Well, my 24-hour trip to Sicily went smoothly, and 24-hours later, I find myself as the only guest in a hotel at 6000 feet. This is very much the low period for hotels high up on the volcano; I guess I’m just lucky that I got a room at all.
I’m getting ahead of myself, though. Laura and Katherine picked me up at the Catania airport. Then we went to a place that served very yummy shaved ice you eat with a spoon and a piece of bread.

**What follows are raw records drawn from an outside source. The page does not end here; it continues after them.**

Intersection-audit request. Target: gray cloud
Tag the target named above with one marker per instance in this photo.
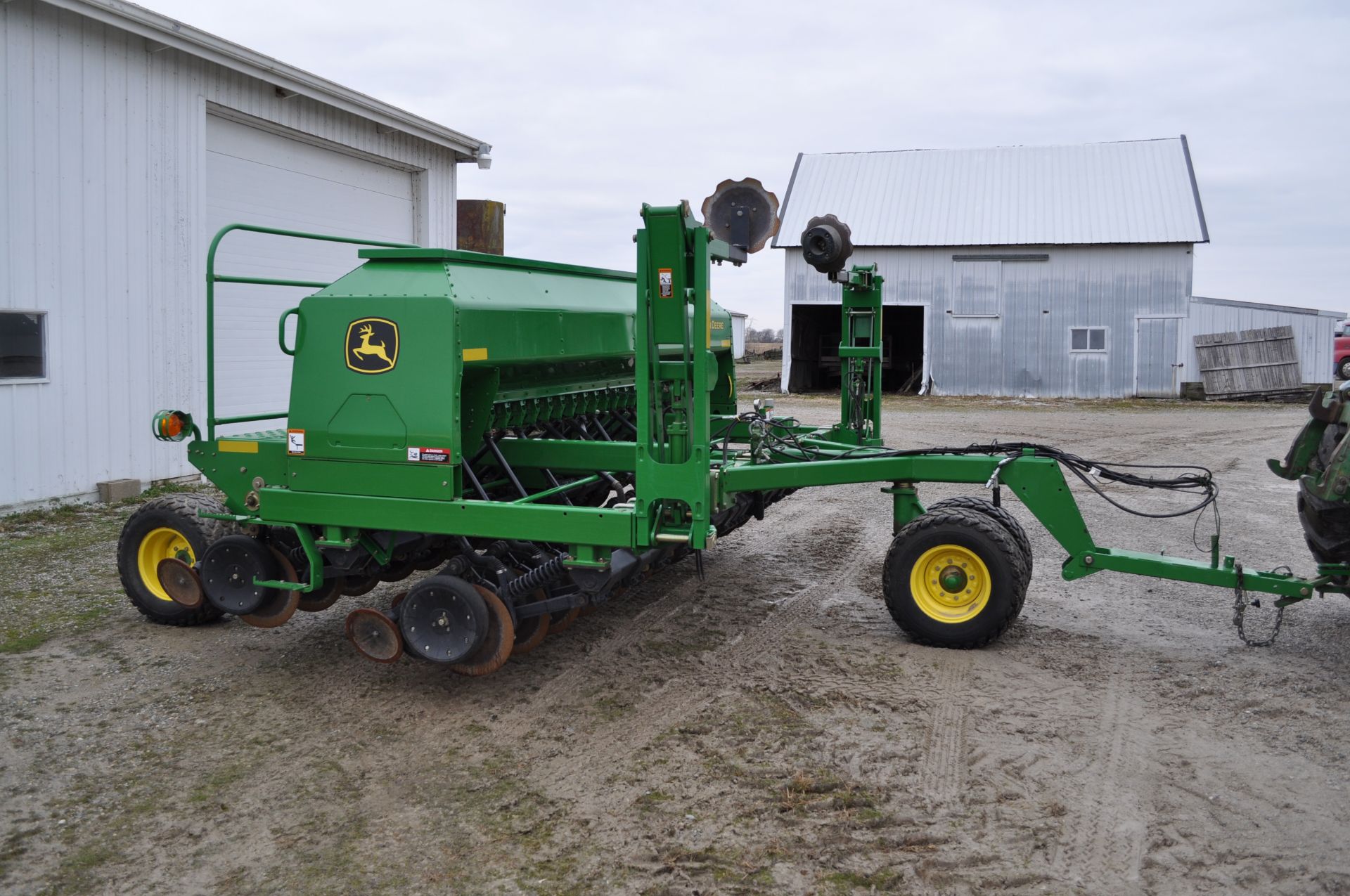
(594, 108)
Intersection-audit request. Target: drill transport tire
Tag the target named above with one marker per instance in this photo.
(953, 579)
(168, 526)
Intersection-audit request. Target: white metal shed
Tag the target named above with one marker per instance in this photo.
(129, 139)
(1314, 331)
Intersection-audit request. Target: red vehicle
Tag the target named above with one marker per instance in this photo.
(1342, 350)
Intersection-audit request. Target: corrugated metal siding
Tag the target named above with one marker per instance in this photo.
(1313, 332)
(1022, 349)
(101, 186)
(1137, 192)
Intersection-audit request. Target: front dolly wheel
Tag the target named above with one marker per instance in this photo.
(953, 579)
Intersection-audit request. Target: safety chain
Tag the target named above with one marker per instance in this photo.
(1240, 609)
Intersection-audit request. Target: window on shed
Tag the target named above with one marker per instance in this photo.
(23, 346)
(1087, 339)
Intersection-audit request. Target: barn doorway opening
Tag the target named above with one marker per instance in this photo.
(816, 349)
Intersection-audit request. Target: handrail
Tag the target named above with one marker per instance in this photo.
(212, 278)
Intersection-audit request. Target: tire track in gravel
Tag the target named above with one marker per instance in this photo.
(690, 690)
(1106, 828)
(944, 756)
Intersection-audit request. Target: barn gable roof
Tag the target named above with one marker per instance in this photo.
(170, 33)
(1095, 193)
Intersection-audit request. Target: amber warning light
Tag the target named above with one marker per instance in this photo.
(172, 425)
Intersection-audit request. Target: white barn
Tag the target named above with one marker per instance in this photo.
(129, 141)
(1025, 270)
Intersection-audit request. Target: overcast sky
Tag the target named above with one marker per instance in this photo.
(594, 108)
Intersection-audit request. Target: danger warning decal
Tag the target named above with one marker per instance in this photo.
(430, 455)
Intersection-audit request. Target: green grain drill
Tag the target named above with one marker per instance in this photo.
(546, 436)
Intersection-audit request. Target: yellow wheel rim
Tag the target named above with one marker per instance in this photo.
(951, 583)
(161, 544)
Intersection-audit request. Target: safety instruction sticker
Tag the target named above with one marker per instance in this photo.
(430, 455)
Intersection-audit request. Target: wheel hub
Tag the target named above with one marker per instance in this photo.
(951, 583)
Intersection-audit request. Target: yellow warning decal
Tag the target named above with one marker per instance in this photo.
(239, 447)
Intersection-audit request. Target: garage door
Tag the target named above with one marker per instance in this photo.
(255, 177)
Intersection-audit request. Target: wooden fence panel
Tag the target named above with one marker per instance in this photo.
(1249, 363)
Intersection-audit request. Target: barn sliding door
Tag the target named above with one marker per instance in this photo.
(1157, 354)
(977, 328)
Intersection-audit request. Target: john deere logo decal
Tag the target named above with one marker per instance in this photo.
(371, 346)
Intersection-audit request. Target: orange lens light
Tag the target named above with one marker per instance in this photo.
(172, 425)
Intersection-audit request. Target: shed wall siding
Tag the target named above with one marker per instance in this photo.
(101, 186)
(1014, 338)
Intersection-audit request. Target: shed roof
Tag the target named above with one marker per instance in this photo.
(1266, 306)
(193, 41)
(1094, 193)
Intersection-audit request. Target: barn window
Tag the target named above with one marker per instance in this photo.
(23, 346)
(1087, 339)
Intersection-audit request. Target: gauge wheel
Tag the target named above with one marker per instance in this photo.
(160, 529)
(952, 579)
(563, 620)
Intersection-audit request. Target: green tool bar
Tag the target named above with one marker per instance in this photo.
(478, 519)
(740, 476)
(1039, 483)
(269, 281)
(558, 490)
(250, 419)
(570, 455)
(1185, 570)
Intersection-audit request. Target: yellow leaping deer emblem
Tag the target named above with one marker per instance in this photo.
(371, 346)
(366, 349)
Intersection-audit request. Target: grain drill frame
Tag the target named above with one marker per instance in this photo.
(547, 435)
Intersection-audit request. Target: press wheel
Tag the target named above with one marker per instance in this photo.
(497, 645)
(326, 595)
(278, 609)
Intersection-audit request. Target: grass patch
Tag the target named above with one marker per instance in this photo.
(851, 881)
(217, 783)
(79, 872)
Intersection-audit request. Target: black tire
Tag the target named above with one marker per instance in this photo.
(1326, 524)
(1003, 517)
(177, 513)
(964, 532)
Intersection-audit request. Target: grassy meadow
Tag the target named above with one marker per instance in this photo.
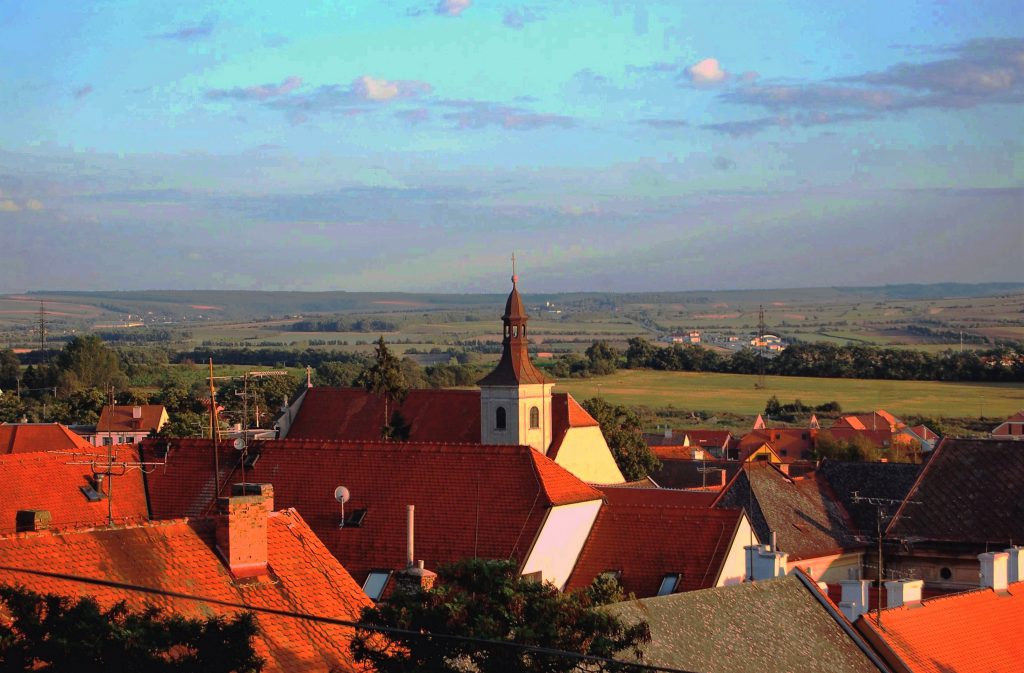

After dessert, it went Laura’s place (I really needed a shower after 4 different flights) and then met some of the professors from the course. We ate in a fascinating place that has a running underground stream in its basement that dates back several hundred years to the last big eruption. There was a stream there before the eruption, and it survived the lava, though underground. And the food was good. Probably the best gnocchi I’ve ever had.
Today, I left Laura’s apartment and headed up hill, all of way up as far as road would take me: Etna Sud. I’m staying in a great place called Hotel Corsaro. I think I’m the only guest, and this place feels a little bit like The Shining.
Why does this hotel rock, you may ask? Well, after being turned away for dinner at Rifugio Sapienza (“we only serve guests at our hotel at out restaurant.” – crazy bad service – I mean, what part of “rifugio” do they not understand?), the nice guy working the desk opened there closed kitchen to make me a couple of sandwiches. Awesome!
I left Catania at 8 AM to start the long walk through Nicolosi and end up here, in this surreal place. I traveled through lots of tiny towns, a few forests misses by the most recent eruptions, and switchback after switchback, going higher with every step. By the afternoon, I had basically left shade behind, and it was me against the crumbling, black hill.
All of the eruptions I walked through were pretty recent, within the past couple of decades.
I nearly ran out of water before I arrived at the hotel, and that would be a very bad thing, as there are no stores the past 14K or so, and it got steeper and steeper, and hotter and hotter.
Anyway, I made it, and my last shot of the day is the Silvestri crater just next to my hotel.
I hope my blistered feet hold up for tomorrow’s attempt on the summit.